Only one published study, a case-control study [9], deals with serum 1,25(OH)2D levels as measured in humans. In fact, little is known about the presence of the converting enzyme from 25(OH)D to 1,25(OH)D in the human eye. In rabbit, mouse, and human corneal cell lines, Yin et al. [47] showed that both 25(OH)D3 and 1,25(OH)2D were present in the eye, as well as vitamin D receptor and 1-alpha-hydroxylase, the enzyme required to convert 25(OH)D to 1,25(OH)2 D. Based on a human corneal cell line, Lin et al. [48] showed that human corneal epithelial cells were capable of synthesizing vitamin D3 metabolites (25(OH)D3 and 24,25(OH)D3) following UV-B exposure, in the presence of 7-dehydrocholesterol.

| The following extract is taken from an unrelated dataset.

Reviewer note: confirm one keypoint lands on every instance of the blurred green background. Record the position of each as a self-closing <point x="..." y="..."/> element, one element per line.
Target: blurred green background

Indeed, the intraocular conversion of circulating 25(OH)D to 1,25(OH)2D could have important local benefits with minimal risk of hypercalcemia if there is sufficient production to mimic the effects of topical 1,25(OH)2D application. The systemic conversion of supplemented vitamin D to 25(OH)D provides the eye with the amount of substrate required for its local conversion to 1,25D for VDR transactivation of the vitamin D responsive genes that are critical for normal eye function. If correction of systemic vitamin D deficiency is not adequate, the local levels of 25(OH)D may not be sufficient for the eye to generate the local 1,25D needed. This would explain the observed lack of effect of 25(OH)D systemic administration on IOP [8] and inversely the effect observed on monkey by applying topical 1,25(OH)2D [31]. Meanwhile, in rabbits fed with a vitamin D-supplemented diet, 25(OH)-vitamin D3 and 1,25(OH)2-vitamin D3 increased in aqueous humor [48].

This question calls for future prospective observational studies including 25(OH)D dosage in both normal populations and glaucoma patients. Since 1,25(OH)2D has already been described as attenuating stress-induced damage in human trabecular meshwork cells [33], experimental therapy in glaucoma animal models with systematic, topical, and/or intraocular supplementation of 1,25(OH)2D would be of interest in order to characterize the effect of 1,25(OH)2D on IOP and eventual glaucoma progression. It could also pave the way to potential new therapeutic vitamin D related pathways. Larger prospective population-based studies of different ethnicities are needed in order to confirm and further determine the strength of the presumed association in normal and glaucoma patients.

In summary, despite contradicting clinical reports, it seems that vitamin D metabolites may play a role in glaucoma, through either a lowering effect of IOP or a neuroprotection pathway. However, all the clinical studies discussed in this review had a rather limited number of participants and significant bias determined by the chosen study design, precluding the conclusions regarding the involvement of vitamin D in primary angle glaucoma or in IOP. Experimental studies confirm an association between vitamin D and IOP and open the way to pathophysiological explanations of its occurrence. However, the exact molecular mechanism underlying this potential association is still unknown. In this context, population-based studies are needed to give us information on IOP and glaucoma and their eventual association with vitamin D metabolites. Targeting vitamin D could represent a new therapeutic pathway for glaucoma which, given the burden of glaucoma disease, deserves to be thoroughly investigated.

Conflicts of Interest

The authors declare no conflicts of interest.

Acknowledgments

The authors are grateful to the Mémorial de Recherche Clinique en Ophtalmologie, Mémorial Adolphe de Rothschild, Geneva, Switzerland.